Methods inherited from class java.lang.Object
equals, getClass, hashCode, notify, notifyAll, wait, wait, wait
 

Constructor Detail

RandomLabel

public RandomLabel(java.lang.String word,
                   int dimensionality,
                   int randomDegree,
                   int seed)
To construct a new RandomLabel object we need the word that is to be 'labelled', the length of the label (i.e. the label's dimensionality), the randomness of the label's initial state (i.e. number of non-zero elements) and a seed.

Parameters:
word - the word which the label is to be associated to.
dimensionality - the length of the label to be associated to the word.
randomDegree - the 'degree' of randomness initially applied to the label given in total number of non-zeros in the initial label (even number). Should not be greater than dimensionality and therefore, in this case, defaults to dimensionality.
seed - a seed for the local random generator. This seed, in combination with word, makes it very likely that the created random label is "unique" yet reproducible.

RandomLabel

public RandomLabel(java.lang.String word)
Defaults the dimensionality to 1800 and the randomness to 8, i.e. four +1 and four -1. Seed is set to 123.

Parameters:
word - the word which the label is to be associated to.

RandomLabel

public RandomLabel()
Creates an empty RandomLabel with a dimensionality of 0 (zero). Usefull for padding.


RandomLabel

public RandomLabel(java.lang.String word,
                   java.lang.String metadata,
                   long termFrequency,
                   int docFrequency,
                   int[] positivePositions,
                   int[] negativePositions,
                   float[] context)
Construct new RandomLabel from existing data.

Parameters:
word - the word which the label is to be associated to.
termFrequency - the term frequency for the associated word.
docFrequency - the document frequency for the associated word.
positivePositions - the positions in the RandomLabel that should hold "1"
negativePositions - the positions in the RandomLabel that should hold "-1"
context - the context vector to be associated to the word (i.e. an array representing the co-occurrence "coloring").
Method Detail

getWord

public java.lang.String getWord()
Get the word which the RandomLabel is associated to.

Returns:
the word which the RandomLabel is associated to.

getMetaData

public java.lang.String getMetaData()
Get String based meta data for the RandomLabel. This can for example be used to store part of speech tags or distributional features.

Returns:
String based meta data for the RandomLabel.

setMetaData

public java.lang.String setMetaData(java.lang.String metadata)
Set String based meta data for the RandomLabel.
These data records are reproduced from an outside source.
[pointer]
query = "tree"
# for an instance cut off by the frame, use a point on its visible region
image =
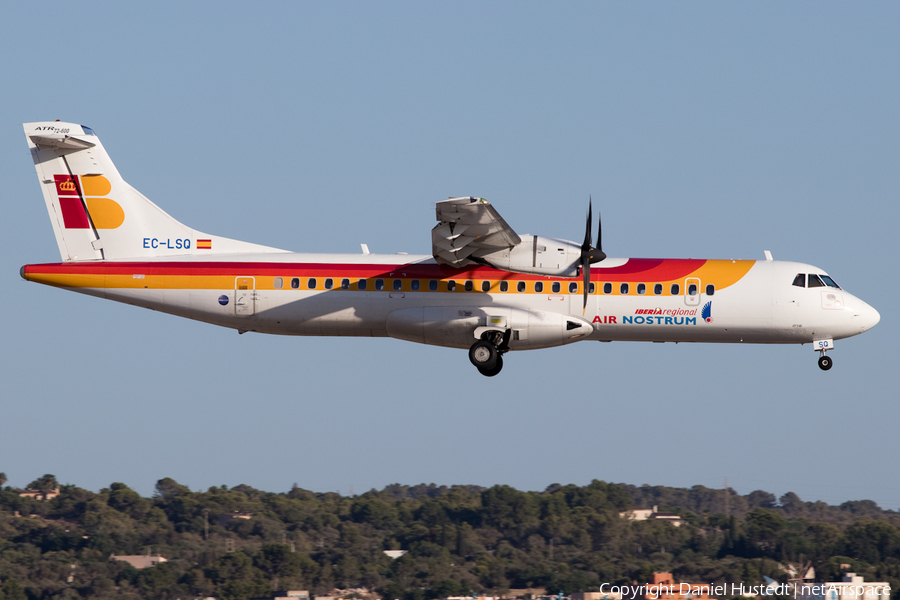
(11, 590)
(47, 483)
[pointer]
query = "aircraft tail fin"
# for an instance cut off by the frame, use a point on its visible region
(96, 215)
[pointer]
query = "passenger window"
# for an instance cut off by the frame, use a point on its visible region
(830, 282)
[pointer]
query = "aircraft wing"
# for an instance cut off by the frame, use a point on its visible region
(469, 228)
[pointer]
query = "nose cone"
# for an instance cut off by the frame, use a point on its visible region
(868, 318)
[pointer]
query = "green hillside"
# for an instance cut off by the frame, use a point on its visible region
(461, 539)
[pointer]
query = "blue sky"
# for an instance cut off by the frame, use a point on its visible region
(700, 129)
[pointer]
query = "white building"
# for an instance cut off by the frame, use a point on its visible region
(646, 514)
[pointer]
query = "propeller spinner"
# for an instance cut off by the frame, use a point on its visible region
(589, 254)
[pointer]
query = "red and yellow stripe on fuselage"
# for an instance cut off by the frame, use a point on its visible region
(221, 275)
(284, 302)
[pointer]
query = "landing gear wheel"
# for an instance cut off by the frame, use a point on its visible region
(495, 370)
(483, 355)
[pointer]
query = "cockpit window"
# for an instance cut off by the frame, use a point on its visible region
(814, 281)
(829, 281)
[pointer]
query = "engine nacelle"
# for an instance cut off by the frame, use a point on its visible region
(538, 255)
(454, 326)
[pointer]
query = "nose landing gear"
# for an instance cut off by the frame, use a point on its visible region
(821, 346)
(487, 353)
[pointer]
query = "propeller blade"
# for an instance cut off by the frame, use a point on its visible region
(585, 279)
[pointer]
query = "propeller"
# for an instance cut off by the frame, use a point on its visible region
(589, 254)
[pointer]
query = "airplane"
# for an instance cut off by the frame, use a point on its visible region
(484, 287)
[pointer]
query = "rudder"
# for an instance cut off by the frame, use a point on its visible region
(96, 215)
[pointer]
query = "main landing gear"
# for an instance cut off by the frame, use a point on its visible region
(487, 353)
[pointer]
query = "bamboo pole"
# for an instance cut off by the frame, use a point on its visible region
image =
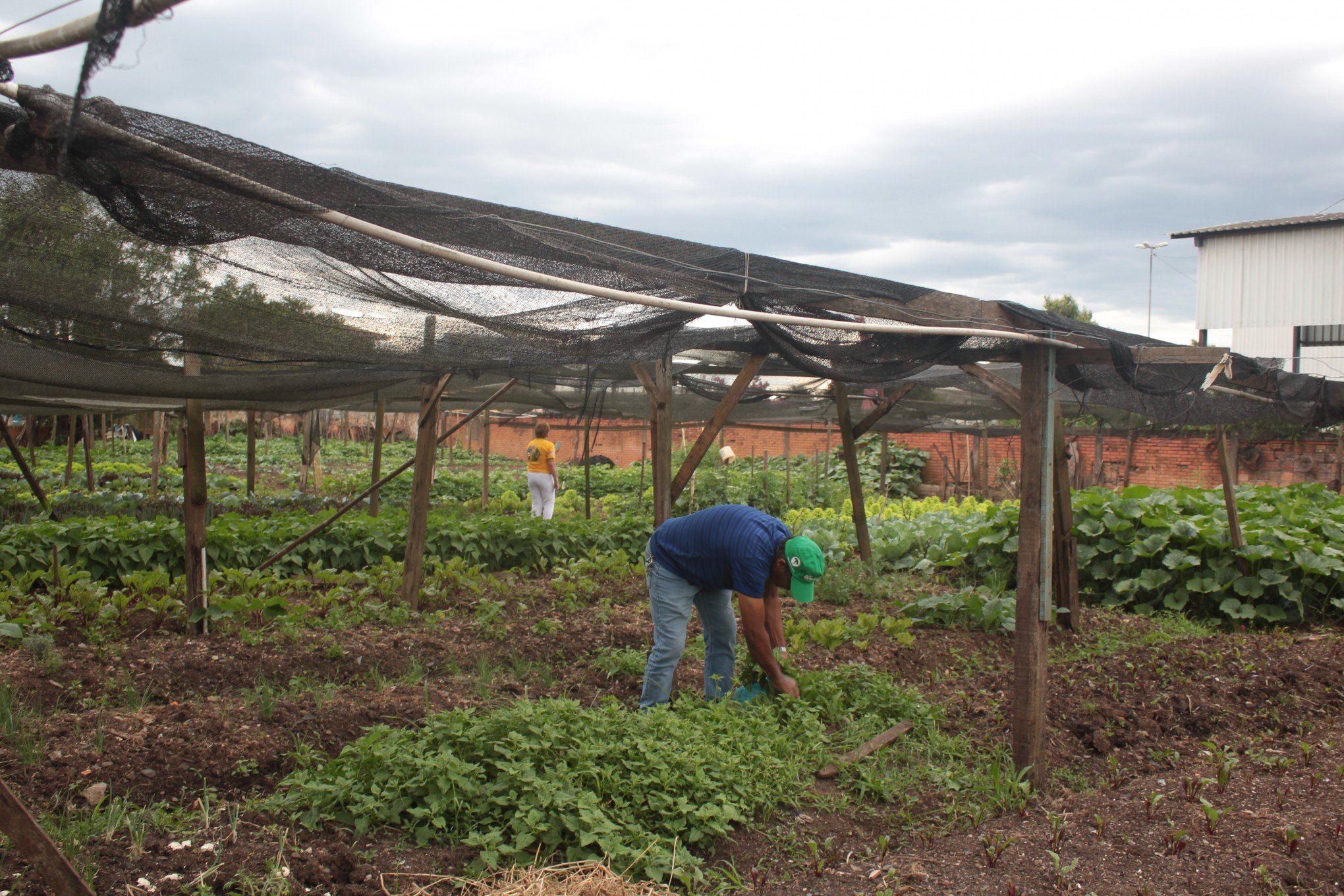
(194, 507)
(156, 437)
(23, 466)
(383, 481)
(417, 523)
(252, 453)
(379, 410)
(89, 452)
(486, 460)
(851, 462)
(70, 448)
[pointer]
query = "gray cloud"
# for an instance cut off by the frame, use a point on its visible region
(1032, 199)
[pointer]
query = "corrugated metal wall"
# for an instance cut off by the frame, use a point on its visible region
(1277, 341)
(1272, 279)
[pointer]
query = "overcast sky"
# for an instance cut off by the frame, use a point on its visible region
(1003, 151)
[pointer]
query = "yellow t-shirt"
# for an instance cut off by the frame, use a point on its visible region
(538, 453)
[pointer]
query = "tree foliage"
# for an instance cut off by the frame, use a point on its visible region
(1067, 306)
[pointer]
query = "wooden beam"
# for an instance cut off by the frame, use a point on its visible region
(355, 501)
(883, 408)
(1034, 565)
(30, 841)
(851, 464)
(194, 507)
(715, 424)
(23, 465)
(252, 453)
(379, 410)
(1003, 390)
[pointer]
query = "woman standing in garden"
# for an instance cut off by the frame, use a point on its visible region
(544, 480)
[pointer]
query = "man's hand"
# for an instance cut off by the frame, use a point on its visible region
(785, 685)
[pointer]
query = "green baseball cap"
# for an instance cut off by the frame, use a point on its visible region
(807, 563)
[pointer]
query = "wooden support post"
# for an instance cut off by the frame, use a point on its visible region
(1065, 574)
(883, 407)
(588, 466)
(252, 453)
(1098, 459)
(194, 507)
(987, 474)
(37, 848)
(379, 410)
(359, 499)
(715, 424)
(1339, 461)
(851, 464)
(659, 386)
(70, 448)
(23, 465)
(1227, 468)
(644, 452)
(486, 460)
(1034, 563)
(89, 452)
(1129, 456)
(417, 524)
(156, 437)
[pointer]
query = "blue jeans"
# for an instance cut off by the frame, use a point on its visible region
(671, 600)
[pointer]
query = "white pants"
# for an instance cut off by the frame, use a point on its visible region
(544, 493)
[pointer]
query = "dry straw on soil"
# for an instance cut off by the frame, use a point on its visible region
(570, 879)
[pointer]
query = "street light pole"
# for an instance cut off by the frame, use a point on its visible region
(1152, 250)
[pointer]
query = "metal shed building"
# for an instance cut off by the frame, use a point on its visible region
(1279, 287)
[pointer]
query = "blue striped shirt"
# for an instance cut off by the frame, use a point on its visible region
(730, 546)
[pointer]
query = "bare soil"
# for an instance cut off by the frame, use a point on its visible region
(208, 725)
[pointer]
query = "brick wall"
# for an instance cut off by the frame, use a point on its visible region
(1156, 460)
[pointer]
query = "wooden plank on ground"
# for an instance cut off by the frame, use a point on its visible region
(866, 748)
(37, 847)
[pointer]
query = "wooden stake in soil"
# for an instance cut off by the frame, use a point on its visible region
(37, 848)
(1065, 574)
(70, 448)
(851, 464)
(1034, 563)
(417, 526)
(252, 453)
(89, 452)
(23, 465)
(1229, 474)
(156, 434)
(194, 507)
(379, 408)
(486, 460)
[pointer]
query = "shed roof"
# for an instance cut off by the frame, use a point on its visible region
(1269, 223)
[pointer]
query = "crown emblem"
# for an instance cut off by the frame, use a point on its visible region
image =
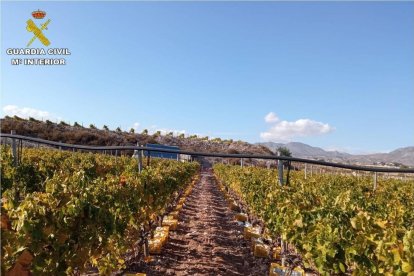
(38, 14)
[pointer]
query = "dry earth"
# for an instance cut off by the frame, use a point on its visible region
(208, 241)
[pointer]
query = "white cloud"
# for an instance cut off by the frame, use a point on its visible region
(135, 126)
(26, 112)
(282, 131)
(271, 118)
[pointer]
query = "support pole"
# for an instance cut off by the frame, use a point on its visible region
(306, 171)
(280, 171)
(140, 152)
(14, 148)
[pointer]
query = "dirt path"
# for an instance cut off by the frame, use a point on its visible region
(207, 241)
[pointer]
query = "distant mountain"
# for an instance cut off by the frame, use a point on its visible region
(401, 156)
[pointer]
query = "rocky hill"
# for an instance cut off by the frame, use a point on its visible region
(398, 157)
(63, 132)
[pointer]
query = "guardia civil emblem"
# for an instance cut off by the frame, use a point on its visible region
(38, 30)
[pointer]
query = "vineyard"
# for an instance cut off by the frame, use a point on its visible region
(336, 224)
(73, 210)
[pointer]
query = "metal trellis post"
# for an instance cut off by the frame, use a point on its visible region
(14, 149)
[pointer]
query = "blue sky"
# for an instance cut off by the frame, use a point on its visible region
(338, 75)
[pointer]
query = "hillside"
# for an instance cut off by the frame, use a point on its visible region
(401, 156)
(97, 137)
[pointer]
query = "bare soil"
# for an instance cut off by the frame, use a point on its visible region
(208, 241)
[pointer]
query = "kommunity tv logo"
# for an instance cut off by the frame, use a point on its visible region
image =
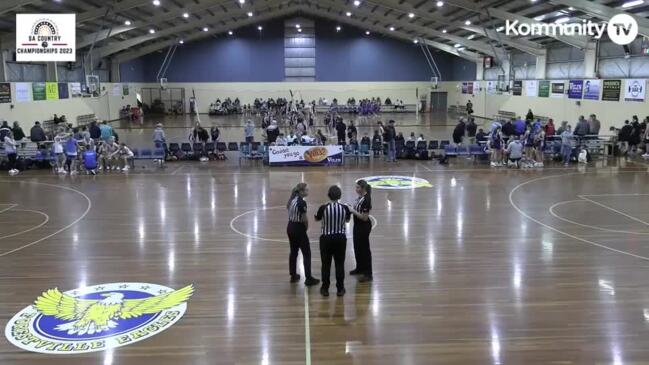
(622, 29)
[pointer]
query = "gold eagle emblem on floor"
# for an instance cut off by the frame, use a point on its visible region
(89, 316)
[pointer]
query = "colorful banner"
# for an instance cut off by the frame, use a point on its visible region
(5, 92)
(531, 88)
(575, 89)
(52, 90)
(544, 89)
(635, 89)
(22, 92)
(517, 90)
(63, 90)
(611, 90)
(75, 89)
(38, 91)
(305, 155)
(591, 89)
(558, 89)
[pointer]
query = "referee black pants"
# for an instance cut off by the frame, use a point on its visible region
(299, 241)
(333, 246)
(362, 248)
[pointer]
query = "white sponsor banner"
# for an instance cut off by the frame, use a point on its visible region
(45, 37)
(23, 92)
(531, 88)
(635, 89)
(305, 155)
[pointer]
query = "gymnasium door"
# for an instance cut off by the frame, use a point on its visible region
(438, 102)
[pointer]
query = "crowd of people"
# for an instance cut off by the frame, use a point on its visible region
(70, 150)
(519, 142)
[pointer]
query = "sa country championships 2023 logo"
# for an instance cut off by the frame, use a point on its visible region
(96, 318)
(45, 37)
(397, 182)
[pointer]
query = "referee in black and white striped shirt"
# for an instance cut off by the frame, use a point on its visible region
(333, 240)
(298, 238)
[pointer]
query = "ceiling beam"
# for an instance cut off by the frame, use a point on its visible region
(604, 12)
(521, 44)
(468, 55)
(127, 56)
(478, 46)
(239, 12)
(192, 8)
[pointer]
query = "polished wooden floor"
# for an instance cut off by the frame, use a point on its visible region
(486, 267)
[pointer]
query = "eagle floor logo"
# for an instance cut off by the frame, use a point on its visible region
(96, 318)
(45, 37)
(397, 182)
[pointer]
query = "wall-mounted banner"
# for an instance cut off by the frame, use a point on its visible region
(611, 90)
(5, 92)
(45, 37)
(544, 89)
(96, 318)
(75, 89)
(591, 89)
(491, 87)
(22, 92)
(305, 155)
(517, 89)
(635, 89)
(63, 90)
(38, 91)
(558, 89)
(531, 88)
(575, 89)
(52, 91)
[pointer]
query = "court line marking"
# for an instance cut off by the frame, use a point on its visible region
(219, 173)
(44, 222)
(521, 212)
(83, 215)
(615, 210)
(254, 237)
(11, 206)
(551, 210)
(307, 328)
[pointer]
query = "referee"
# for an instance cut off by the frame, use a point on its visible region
(333, 240)
(297, 236)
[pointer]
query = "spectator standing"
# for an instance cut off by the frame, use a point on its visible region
(37, 134)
This can for example be used to store part of speech tags or distributional features.

Returns:
String based meta data for the RandomLabel.

getNegativePositions

public int[] getNegativePositions()
Get the negative positions in the random label associated to the word.

Returns:
the negative part of the randomly generated label associated to the word.

getPositivePositions

public int[] getPositivePositions()
Get the positive positions in the random label associated to the word.

Returns:
the positive part of the randomly generated label associated to the word.

getContext

public float[] getContext()
Get the context vector associated to the word.

Returns:
the contextually updated (weighted window) context vector associated to the word, or null if the label has been pruned.

prune

public void prune()
Prunes the RandomLabel by setting the context vector to null.


getDimensionality

public int getDimensionality()
Get the random label associated to the word.

Returns:
the randomly generated label associated to the word.

getTermFrequency

public long getTermFrequency()
Get the term frequency for the current word.

Returns:
the term frequency, i.e. nr. of contextual updates (including initialization) the RandomLabel has gone through.

incrementTermFrequency

public long incrementTermFrequency()
Increment the term frequency for the current word.

Returns:
the term frequency, i.e. nr. of contextual updates (including initialization) the RandomLabel has gone through.

getDocumentFrequency

public int getDocumentFrequency()
Get the document frequency for the current word.

Returns:
the document frequency, i.e. nr. of documents the word associated with this RandomLabel occurs in.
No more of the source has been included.